Research Compass

I study AI systems at the point where deployment changes them: fine-tuning, adaptation, misuse, new languages, new modalities, and new incentives.

My work is driven by a simple concern: alignment is not a one-time property. A model can look safe before release and become brittle after ordinary updates, downstream customization, or adversarial pressure. I am interested in the mechanisms behind that shift, and in evaluations that make those failures visible before they matter.

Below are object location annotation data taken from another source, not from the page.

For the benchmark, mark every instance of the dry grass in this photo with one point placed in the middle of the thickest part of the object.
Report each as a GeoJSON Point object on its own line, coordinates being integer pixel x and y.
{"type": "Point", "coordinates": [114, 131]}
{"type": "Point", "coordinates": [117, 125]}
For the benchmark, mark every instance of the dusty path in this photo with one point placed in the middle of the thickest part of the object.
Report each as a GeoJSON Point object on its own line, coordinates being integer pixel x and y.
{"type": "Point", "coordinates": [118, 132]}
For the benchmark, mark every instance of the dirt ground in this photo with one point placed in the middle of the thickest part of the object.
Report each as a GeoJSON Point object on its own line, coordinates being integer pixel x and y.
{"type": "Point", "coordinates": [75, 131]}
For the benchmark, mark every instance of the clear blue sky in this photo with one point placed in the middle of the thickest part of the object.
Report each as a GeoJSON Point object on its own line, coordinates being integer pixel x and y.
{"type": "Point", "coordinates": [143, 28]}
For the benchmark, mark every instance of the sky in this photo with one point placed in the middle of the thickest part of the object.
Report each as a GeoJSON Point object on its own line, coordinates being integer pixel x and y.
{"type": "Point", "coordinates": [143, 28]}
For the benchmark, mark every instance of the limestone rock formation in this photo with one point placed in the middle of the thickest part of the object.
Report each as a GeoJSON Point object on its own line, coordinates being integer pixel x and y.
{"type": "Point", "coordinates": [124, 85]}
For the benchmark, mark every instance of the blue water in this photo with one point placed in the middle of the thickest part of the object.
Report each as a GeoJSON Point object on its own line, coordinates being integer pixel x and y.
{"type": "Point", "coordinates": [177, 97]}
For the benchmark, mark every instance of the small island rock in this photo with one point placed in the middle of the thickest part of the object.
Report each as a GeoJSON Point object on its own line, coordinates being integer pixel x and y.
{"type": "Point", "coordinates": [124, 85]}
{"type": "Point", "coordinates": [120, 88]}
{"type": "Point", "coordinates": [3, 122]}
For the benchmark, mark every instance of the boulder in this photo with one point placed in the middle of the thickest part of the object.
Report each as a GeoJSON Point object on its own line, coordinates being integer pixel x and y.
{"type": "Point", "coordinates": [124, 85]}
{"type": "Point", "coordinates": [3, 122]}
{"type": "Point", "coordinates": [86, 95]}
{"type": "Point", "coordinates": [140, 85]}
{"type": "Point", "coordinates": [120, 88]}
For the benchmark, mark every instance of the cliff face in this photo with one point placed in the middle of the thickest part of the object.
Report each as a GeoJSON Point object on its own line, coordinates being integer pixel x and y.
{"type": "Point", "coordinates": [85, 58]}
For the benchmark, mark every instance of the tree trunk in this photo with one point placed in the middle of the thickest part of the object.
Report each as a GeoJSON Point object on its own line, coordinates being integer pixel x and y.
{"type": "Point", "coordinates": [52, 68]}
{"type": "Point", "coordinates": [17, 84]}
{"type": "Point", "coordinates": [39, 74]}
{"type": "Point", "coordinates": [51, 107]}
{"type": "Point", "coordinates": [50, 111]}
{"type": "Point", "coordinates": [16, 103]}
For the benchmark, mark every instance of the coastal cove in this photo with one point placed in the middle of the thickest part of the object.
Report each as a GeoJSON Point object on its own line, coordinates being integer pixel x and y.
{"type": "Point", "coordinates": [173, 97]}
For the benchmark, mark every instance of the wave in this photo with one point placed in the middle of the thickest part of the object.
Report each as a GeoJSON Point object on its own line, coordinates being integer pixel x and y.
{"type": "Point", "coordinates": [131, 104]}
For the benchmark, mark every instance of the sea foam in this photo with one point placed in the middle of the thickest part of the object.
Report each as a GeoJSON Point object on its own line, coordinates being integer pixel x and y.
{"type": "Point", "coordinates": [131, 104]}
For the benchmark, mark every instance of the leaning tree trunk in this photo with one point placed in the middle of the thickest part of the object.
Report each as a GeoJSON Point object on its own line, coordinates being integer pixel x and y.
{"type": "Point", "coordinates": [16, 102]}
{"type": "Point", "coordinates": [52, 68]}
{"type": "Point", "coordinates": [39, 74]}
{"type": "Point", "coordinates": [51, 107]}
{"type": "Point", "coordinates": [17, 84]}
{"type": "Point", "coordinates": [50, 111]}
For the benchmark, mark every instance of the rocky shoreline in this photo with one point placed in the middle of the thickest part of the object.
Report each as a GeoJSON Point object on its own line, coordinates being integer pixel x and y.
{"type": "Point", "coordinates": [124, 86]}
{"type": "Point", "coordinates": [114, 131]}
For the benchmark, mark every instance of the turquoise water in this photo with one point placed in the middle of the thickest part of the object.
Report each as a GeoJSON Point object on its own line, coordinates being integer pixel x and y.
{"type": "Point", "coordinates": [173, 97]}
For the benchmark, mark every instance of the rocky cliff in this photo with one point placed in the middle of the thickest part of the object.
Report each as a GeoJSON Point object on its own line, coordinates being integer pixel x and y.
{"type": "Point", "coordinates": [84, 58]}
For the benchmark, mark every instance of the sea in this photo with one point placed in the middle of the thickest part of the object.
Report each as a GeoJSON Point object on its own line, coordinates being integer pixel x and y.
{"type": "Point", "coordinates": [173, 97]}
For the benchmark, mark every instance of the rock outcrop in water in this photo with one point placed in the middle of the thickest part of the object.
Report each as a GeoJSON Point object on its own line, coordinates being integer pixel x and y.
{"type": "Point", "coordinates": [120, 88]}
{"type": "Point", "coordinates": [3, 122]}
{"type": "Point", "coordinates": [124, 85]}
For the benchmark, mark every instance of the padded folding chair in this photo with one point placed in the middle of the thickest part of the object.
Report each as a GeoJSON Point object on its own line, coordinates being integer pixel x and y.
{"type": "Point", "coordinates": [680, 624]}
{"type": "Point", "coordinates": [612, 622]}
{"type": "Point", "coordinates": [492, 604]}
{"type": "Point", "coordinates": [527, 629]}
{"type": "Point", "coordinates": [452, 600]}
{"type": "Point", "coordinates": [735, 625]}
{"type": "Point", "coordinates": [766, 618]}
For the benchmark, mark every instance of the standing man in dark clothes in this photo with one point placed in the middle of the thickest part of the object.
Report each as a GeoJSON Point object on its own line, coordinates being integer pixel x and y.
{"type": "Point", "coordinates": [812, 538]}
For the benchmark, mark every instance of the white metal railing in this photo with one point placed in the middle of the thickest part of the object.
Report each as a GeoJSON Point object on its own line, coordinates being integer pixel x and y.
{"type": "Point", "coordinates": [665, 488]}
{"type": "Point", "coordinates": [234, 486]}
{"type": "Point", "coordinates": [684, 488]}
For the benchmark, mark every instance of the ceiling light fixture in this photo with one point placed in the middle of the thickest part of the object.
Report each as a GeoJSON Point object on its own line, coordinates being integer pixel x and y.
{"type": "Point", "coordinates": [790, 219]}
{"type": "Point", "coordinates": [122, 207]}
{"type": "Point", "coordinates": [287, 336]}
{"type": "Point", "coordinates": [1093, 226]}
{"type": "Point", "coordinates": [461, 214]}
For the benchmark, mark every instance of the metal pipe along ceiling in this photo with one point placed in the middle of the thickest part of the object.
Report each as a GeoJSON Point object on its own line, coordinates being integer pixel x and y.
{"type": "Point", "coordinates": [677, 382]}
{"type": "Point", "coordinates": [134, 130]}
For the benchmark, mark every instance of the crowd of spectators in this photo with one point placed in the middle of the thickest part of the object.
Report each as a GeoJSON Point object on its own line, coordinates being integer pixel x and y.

I like research that connects control with understanding. Benchmarks are useful when they expose a real deployment failure mode; interpretability is useful when it changes what we can predict or prevent; defenses are useful when they survive contact with adaptation.

What Guides Me
  • Safety must survive adaptation.Models are rarely frozen after release, so control mechanisms should be evaluated under benign and adversarial change.
  • Understanding should be actionable.Mechanistic insight matters most when it helps diagnose, predict, or intervene on model behavior.
  • Evidence beats surface behavior.Final answers, refusal rates, and aggregate scores can hide important failures; useful evaluations inspect traces, representations, and distributions.
  • Trustworthy AI is a systems problem.Safety, privacy, authenticity, and unlearning interact across training data, model internals, deployment interfaces, and human oversight.
Current Threads

AI Control Across Deployment

Methods and evaluations for keeping language, vision-language, and generative models aligned before release and robust after fine-tuning, adaptation, or policy shifts.

The Mechanics of Model Change

Interpreting how fine-tuning changes models, from multilingual LLM safety to gravitational interpretations of fine-tuning reversion and future mechanistic studies.

Evidence, Forgetting & Forensics

Tools to explain decisions, remove learned information, and assess synthetic media, connecting XAI, unlearning, and deepfake robustness under one reliability lens.